Scritto da Stannah il 02-10-2013

Intervista di Alessandra Cicalini

La società delle immagini e della velocità ci ha abituati a metabolizzare con troppa fretta le sofferenze altrui. Sarà per questo che poi, quando a star male è un nostro vicino di casa distogliamo lo sguardo dall’imbarazzo. Qualcosa del genere è successa ad Armando Federico Ceccati, un ragazzone di quarantacinque anni dal viso sorridente e cordiale, quando si è ritrovato a fare la spesa nel supermarket del suo paese sull’Appennino reggiano con la mascherina d’ordinanza impostagli dalla sua condizione di cardio-trapiantato ancora in convalescenza.  In fondo, però, è normale: chi non ne sa nulla, non immagina quanto in fretta ci si possa riprendere dopo un intervento destinato a cambiarti totalmente la vita. Del prima e del dopo, Ceccati ha parlato nel libro Il trattore e la carriola, sottotitolo “Un cuore per due”, pubblicato da Incontri Editrice di Sassuolo (Mo) a fine 2010. Il ricavato delle vendite sta andando tutto alle tre associazioni nazionali che danno una mano ai trapiantati d’Italia, conosciute da Armando per via dei lunghi periodi di degenza negli ospedali dell’Emilia Romagna, in particolare al Sant’Orsola di Bologna, sede dell’Associazione trapiantati di cuore, dellaOnlus G. Gozzetti dei trapiantati di fegato e dell’Associazione nazionale trapiantati del rene. Da qualche tempo, poi, stralci del libro hanno dato spunto anche a una rappresentazione teatrale, replicata finora in poche date. Anche in questo caso i proventi dei biglietti sono destinati alle associazioni sponsor del libro scritto da Armando con il fondamentale contributo diLaura Antinogene ed Enrico Lusuardi, i genitori di Federico, il giovane che gli ha donato il cuore, a distanza di tre giorni dal terribile incidente stradale in cui perse la vita insieme con l’ancora più giovane fidanzata, Giulia Tomasi, in quell’indimenticabile pomeriggio del 6 dicembre 2003. Da allora molte cose sono cambiate, a partire dal legame oggi solido e profondo che lega Armando ai genitori del suo donatore, come lo stesso ha raccontato a Muoversi Insiemenell’intervista che segue.

 

In genere, quando si fissano le nostre emozioni su carta, dopo ci si sente svuotati: è successo anche a lei?
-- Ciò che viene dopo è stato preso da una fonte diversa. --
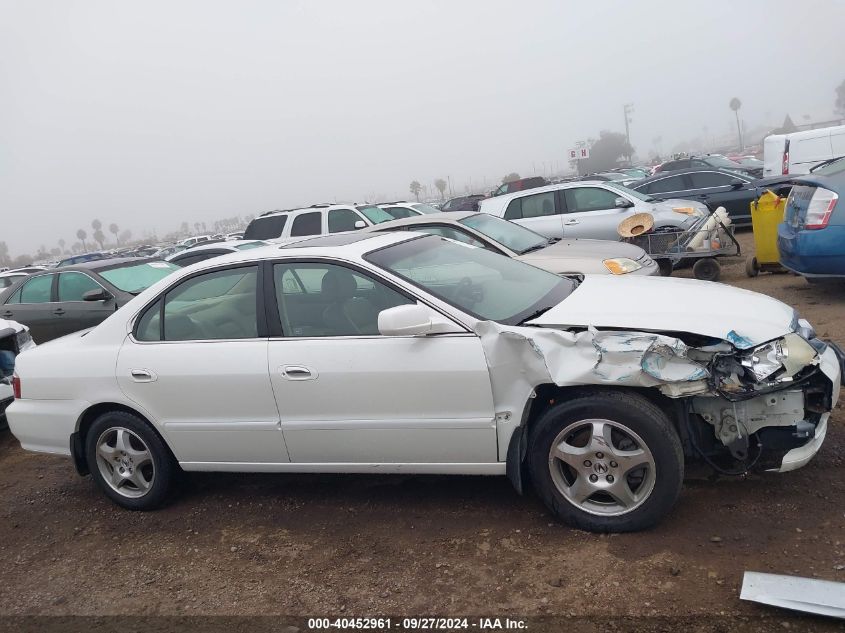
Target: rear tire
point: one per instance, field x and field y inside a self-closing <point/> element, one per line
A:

Direi di no, se per svuotato si intende sentirsi privo di energie. Al contrario, io mi sono sentito meglio: la parola precisa, anzi, è leggero. L’aver trasferito su un foglio emozioni anche molto vecchie e che a distanza di tanti anni mi facevano ancora male, mi ha permesso infatti di rielaborarle e finalmente di “liberarmene”; credo che lo stesso lavoro in qualche misura abbia fatto bene anche a Laura ed Enrico, i genitori di Federico.

Come sono i vostri rapporti oggi?

Tra noi c’è un legame di amicizia molto saldo e molto bello. A loro sono molto grato anche perché non hanno mai visto in me la continuazione di Federico, nonostante abbia deciso unilateralmente di aggiungere legalmente il nome di Federico al mio: hanno capito il motivo che mi ha spinto a farlo.
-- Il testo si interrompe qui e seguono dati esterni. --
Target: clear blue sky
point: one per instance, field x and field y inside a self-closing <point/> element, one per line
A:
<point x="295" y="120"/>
Dice così perché in Italia la legge impone l’anonimato sulle donazioni, giusto?

In realtà la legge 91 del 1999, all’articolo 18 recita: “Il personale sanitario ed amministrativo impegnato nelle attività di prelievo e di trapianto è tenuto a garantire l’anonimato dei dati relativi al donatore ed al ricevente”. E io, in linea generale, sono d’accordo. La disposizione di legge, però, oltre ad elevare la nobiltà della donazione a gesto d’altruismo disinteressato, ha anche motivi più concreti: nei soggetti più deboli di entrambe le parti, già provati dalla loro esperienza, potrebbero innescarsi meccanismi psicologici di sudditanza che ne potrebbero limitare pesantemente le libertà.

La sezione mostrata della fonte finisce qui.